Novo Projeto de Lei Antifacção: Medidas Rigorosas para Combater Criminalidade Organizada
Na última quarta-feira, dia 22, o ministro da Justiça e Segurança Pública, Ricardo Lewandowski, encaminhou à Casa Civil um projeto de lei que promete ser um divisor de águas no combate às facções criminosa no Brasil. O texto, que ficou conhecido como PL Antifacção, visa não apenas a intensificação das penas para crimes relacionados a organizações criminosas, mas também a adoção de novas estratégias investigativas e econômicas para desmantelar esses grupos.
Principais Mudanças Propostas
Uma das inovações mais significativas trazidas pelo PL é a criação da modalidade de organização criminosa qualificada. Essa nova classificação será aplicada em casos onde há um claro domínio sobre territórios ou controle de atividades econômicas através de violência, coação ou ameaças. Com isso, as penalidades para esses crimes podem chegar a 15 anos de prisão, um aumento considerável se comparado às legislações anteriores.
Além disso, o projeto prevê que, em situações de homicídio que ocorram sob a ordem ou benefício de uma facção, a pena poderá ser elevada para 12 a 30 anos. Esses crimes serão classificados como hediondos, o que significa que não haverá possibilidade de fiança, assim como não se poderá solicitar graça, indulto ou anistia.
Aumento de Penas e Novas Penalidades
O PL também busca endurecer as penas para aqueles que forem condenados por organização criminosa simples, que passariam de 3 a 8 anos para 5 a 10 anos de prisão.

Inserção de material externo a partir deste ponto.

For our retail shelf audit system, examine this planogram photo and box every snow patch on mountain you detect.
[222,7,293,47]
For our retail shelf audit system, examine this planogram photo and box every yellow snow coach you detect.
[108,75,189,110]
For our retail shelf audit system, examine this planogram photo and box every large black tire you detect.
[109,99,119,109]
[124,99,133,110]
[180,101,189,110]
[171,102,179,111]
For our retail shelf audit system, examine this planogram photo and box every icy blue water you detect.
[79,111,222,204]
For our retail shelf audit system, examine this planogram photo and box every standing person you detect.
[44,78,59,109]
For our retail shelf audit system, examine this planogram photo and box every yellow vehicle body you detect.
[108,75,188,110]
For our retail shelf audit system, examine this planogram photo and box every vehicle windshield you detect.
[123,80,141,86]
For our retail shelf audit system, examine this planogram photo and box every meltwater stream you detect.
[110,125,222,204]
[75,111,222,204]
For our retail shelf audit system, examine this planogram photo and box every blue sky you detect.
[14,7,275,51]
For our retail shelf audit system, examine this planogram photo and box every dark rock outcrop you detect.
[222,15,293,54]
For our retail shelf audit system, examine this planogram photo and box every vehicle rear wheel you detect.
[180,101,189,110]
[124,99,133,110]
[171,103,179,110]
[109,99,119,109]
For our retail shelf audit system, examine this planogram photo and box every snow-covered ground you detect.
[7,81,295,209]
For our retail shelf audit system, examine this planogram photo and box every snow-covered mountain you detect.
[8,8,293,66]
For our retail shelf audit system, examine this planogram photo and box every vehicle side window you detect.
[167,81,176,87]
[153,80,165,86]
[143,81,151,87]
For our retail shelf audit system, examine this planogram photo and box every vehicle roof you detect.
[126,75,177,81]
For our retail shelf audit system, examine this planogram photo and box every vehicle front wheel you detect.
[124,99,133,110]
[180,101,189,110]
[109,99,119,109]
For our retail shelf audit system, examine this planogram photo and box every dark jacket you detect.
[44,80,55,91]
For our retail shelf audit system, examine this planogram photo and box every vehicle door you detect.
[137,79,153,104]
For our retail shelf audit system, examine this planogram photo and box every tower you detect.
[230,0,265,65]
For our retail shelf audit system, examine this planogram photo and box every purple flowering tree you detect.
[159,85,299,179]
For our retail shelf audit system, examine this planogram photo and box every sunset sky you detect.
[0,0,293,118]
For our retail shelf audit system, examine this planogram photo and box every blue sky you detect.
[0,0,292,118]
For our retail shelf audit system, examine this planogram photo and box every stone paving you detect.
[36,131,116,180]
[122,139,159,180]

Essa alteração é reflexo da necessidade de um combate mais efetivo ao crime organizado, que, infelizmente, se fortaleceu nos últimos anos em várias regiões do país.
Além das penas mais severas, o projeto também estabelece situações em que as punições podem ser aumentadas em até dois terços. Isso inclui a participação de crianças ou adolescentes em atividades criminosas, envolvimento de funcionários públicos, envio de recursos para fora do país e a interconexão com outras facções. A utilização de armas de fogo restritas ou explosivos em ações que resultem em morte ou lesão de agentes de segurança pública também poderá resultar em penalidades mais severas.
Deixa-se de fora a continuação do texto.